Unfortunately, it's not all sunshine and roses outside of my little sphere of influence. Blog buddy BCE learned recently that his Mrs. has breast cancer. This is at the tail end of a nightmare year where he had to leave home to try to gain custody of his grandchild out of state against a startlingly corrupt DCS system which meant heroic efforts that affected his mental health and damn near bankrupted him. Guys' a machine, and a good egg to boot, another reformed Masshole like me, too,  and his wife getting cancer of the cans is a real fuck you from above, IMO.  Now, BCE has reason to be stressed. I feel like a cunt crying that my job is hard lately, waah.  I mean, couple of months, I turn 50. We're not kids anymore, Inappropriately Hot Foreign Wife and I. The trials of old age are coming, of course they are. I hope i can keep my shit together as well as some of the people I have met when they come. I wonder at it, at me. I hope I conduct myself as well as the people I've met who have real stress to deal with. 


Thursday, February 1, 2024

Better than expected.

 I had psyched myself up to come back to work. I had to. I was dreading more of the poop sandwich that was my last tour on the HQ. While I was home the workload stayed steady here, daily alternating between being busy and it still sucked and being really busy and sucking even more.  No breakdowns at least, so with the trash oil we're moving from A to B, it was just a matter of embracing the suck that is doing your daily best while everyone hates you because of things that aren't in your control. 

  So that is what my partners E and B were up to while I was recovering at home from the last time I was at work.   B especially, he got it with both barrels, having spent  331 days of 2023 on board the HQ.  Guy wanted to make buckets of money, but the last 4 weeks were hell, and he rode that ride to hell. 


 I came in, B went home.  And 4 hours before crew change, for the first time in I think 6 weeks, we went to a lay berth with no cargo orders on the books. 

     The last two days have been one of busy days and quiet nights. It's been glorious.

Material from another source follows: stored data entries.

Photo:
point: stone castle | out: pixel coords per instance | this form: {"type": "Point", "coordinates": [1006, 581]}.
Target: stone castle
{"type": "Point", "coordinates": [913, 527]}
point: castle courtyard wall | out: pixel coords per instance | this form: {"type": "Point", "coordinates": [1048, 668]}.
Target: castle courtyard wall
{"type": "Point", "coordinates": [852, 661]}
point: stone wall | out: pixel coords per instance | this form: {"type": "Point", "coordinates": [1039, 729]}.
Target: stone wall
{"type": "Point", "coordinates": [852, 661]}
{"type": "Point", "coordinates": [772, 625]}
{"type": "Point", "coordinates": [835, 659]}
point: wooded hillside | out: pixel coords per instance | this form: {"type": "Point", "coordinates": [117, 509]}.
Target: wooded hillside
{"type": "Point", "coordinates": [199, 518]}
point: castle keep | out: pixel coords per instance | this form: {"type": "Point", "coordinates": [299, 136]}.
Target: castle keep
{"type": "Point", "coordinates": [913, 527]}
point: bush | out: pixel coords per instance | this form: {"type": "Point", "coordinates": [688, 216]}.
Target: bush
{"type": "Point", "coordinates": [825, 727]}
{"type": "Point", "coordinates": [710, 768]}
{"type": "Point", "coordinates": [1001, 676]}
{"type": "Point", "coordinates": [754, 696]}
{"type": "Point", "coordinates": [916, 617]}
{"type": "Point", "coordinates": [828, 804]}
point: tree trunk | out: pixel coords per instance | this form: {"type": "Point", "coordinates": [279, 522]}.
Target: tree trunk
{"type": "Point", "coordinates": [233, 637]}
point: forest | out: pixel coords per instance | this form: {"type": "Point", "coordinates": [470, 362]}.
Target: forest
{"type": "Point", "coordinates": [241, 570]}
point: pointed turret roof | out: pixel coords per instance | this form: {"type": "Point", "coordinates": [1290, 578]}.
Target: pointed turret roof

I'm on nights. Oh, I'm pitching in, doing chores and updating the books, puttering around the silent decks here on the HQ between dusk and dawn... it's peaceful, and productive. Food for my soul. I really do enjoy being able to work and do worthwhile things with no need to deal with people at all. I enjoy being alone. Truly. And when I do want to be social, I can chat with E, whose a friend, and who is running the show during the day, when engineers are running around with parts and tools, the port captain and port engineer are here punching out things on our punch lists for mechanical and administrative things, and I'm basically left to do fire watch and help as much or as little as I want.  

     This is my second watch on board, and it's quiet again tonight. I've got a little list of things I want to do, and somewhere around 0430 Big E will get up and we'll chat about the plan for the day and what got done, what needs to get done, and etc. And tomorrow's Friday, when Dispatch hands out clusterfucks and hate mail, and we'll find out what awfulness they have planned for us. 


      E says we had 2 cargoes a week ago that weren't utter trash, and pumped fairly well.  Not from the supplier we've been saddled with lately, but one of the Oil Majors, who we sometimes work for on Spot basis, maybe 2-3 times a month.   I hope we get some time away from the bad oil people. But even if we don't, two days free to get maintenance done, supplies received and stowed, and daily being able to stock up on greenstuff for the inevitable return to nonstop work... well, we'll be as ready as we can be now. 

   So I dunno. February can still turn into a shit sandwich here on board. But perhaps it won't be a soggy one.